Borges International Group
- Type: Public
- Industry: Food
- Founded: 1896; 130 years ago
- Founder: Pont Creus
- Headquarters: Tàrrega, Catalonia, Spain
- Key people: Antonio Pont Amenos
- Products: Food
- Revenue: 670 million euros
- Number of employees: 1100
- Website: www.borges.es

= Borges (company) =

Spanish food company

Borges International Group (/ca/) is a Spanish food company based in Tàrrega, Catalonia, Spain. It was founded in 1896.

Borges produces a range of olive oil, nuts, dried fruits, olives, vinegars. The company exports products to over 120 countries and offers private-label production services.

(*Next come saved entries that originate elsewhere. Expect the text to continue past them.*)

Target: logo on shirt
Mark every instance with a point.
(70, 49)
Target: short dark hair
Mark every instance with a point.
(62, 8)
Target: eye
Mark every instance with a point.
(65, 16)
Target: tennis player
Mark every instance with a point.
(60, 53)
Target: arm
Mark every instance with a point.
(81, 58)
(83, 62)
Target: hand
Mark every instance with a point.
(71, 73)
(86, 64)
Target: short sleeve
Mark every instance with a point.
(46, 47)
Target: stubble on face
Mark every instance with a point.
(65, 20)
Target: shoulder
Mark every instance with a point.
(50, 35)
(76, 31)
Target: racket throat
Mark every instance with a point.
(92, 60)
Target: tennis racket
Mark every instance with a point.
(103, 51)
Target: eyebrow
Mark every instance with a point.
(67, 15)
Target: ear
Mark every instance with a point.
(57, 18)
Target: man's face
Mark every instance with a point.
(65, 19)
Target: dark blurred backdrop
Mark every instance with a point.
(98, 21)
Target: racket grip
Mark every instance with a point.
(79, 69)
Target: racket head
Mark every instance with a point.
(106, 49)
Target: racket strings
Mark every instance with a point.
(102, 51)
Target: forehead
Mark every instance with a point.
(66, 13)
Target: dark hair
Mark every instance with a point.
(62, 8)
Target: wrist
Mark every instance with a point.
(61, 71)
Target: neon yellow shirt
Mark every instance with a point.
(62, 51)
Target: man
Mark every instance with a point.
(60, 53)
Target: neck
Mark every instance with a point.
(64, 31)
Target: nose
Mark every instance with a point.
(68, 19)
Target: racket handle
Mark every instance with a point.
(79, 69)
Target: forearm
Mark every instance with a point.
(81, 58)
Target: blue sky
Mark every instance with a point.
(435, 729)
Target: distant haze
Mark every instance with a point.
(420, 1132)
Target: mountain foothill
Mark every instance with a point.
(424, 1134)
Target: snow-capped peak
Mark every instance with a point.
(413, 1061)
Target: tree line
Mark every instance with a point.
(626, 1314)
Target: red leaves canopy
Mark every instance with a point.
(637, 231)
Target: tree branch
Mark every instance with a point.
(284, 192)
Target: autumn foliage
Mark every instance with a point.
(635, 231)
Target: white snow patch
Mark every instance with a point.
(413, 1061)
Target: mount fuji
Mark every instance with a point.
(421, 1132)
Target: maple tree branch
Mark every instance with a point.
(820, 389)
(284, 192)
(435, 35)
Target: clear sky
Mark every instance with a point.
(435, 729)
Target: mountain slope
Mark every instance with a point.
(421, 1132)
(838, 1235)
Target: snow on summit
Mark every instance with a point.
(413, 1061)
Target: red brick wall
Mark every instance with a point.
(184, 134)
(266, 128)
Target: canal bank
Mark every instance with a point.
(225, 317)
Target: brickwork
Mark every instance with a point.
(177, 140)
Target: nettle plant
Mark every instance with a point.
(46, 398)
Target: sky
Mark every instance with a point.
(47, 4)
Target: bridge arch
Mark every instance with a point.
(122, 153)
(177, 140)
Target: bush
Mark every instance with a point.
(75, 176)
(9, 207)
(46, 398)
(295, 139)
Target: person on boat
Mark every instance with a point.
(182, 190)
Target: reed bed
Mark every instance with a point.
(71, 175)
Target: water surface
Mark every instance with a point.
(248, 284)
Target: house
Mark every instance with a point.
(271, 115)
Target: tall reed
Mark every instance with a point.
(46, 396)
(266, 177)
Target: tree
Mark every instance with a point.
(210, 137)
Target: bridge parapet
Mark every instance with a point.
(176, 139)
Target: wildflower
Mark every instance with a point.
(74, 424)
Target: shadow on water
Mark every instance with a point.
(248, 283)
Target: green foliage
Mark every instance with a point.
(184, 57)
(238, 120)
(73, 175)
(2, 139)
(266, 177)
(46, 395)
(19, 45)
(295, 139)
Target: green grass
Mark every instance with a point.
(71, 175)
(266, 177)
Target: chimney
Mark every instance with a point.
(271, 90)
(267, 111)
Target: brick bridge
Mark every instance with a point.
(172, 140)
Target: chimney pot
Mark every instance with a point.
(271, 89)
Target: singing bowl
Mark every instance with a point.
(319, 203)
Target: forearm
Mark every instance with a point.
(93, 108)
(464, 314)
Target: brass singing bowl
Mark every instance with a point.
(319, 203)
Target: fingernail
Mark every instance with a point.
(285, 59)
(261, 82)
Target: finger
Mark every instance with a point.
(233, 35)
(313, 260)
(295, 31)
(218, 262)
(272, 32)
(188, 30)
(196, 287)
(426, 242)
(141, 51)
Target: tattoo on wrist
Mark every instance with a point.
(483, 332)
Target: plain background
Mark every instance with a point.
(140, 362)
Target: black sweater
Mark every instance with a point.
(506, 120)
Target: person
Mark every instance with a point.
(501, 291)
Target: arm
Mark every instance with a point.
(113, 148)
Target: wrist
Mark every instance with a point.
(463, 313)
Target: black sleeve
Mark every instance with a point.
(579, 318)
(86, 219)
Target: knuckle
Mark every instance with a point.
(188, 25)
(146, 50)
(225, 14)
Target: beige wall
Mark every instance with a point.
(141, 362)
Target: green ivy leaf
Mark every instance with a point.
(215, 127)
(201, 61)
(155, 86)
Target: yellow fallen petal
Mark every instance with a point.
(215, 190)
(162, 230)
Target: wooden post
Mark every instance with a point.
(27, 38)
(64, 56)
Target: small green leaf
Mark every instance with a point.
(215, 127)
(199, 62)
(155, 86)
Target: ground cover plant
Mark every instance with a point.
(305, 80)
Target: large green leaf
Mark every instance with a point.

The company's headquarters are located in Reus and Tàrrega (100 km from Barcelona), with 1100 employees, turnover of 670 million euros.

== History ==
In 1896, the couple Antonio Pont Pont and Dolores Creus Casanovas founded Industrias Pont in Tárrega (Lérida) for the sale of almonds and olives, typical products of the region.

In 1914, the industrialization of the group began with the acquisition of an oil mill to obtain olive oil.

In 1985, the first international subsidiary was created in California for the supply of walnuts and almonds.

== International presence ==
The company has an important international activity, not in vain approximately 75% of the group's sales are made abroad. The company is one of the world leaders in the olive oil, vinegar, walnut, olive and almond markets.

Borges Agricultural & Industrial Edible Oils owns production and bottling facilities for its Modena Vinegar in Marzaglia, Italy, and Cairo, Egypt, as well as an olive oil filtering and production facility in Sfax, Tunisia. Borges Agriculture and Industrial Nuts owns a processing plant in Glenn, California.

The company belongs to the Leading Brands of Spain Forum.

Despite the Russian invasion of Ukraine in 2022 and the imposition of widespread international sanctions, Borges has continued its business operations in Russia. The company's ongoing presence in the Russian market has drawn criticism for indirectly supporting Russia's economy during its aggression against Ukraine. This situation has raised ethical concerns and questions about corporate accountability, particularly as Russia remains under global scrutiny for its violations of international law and humanitarian principles.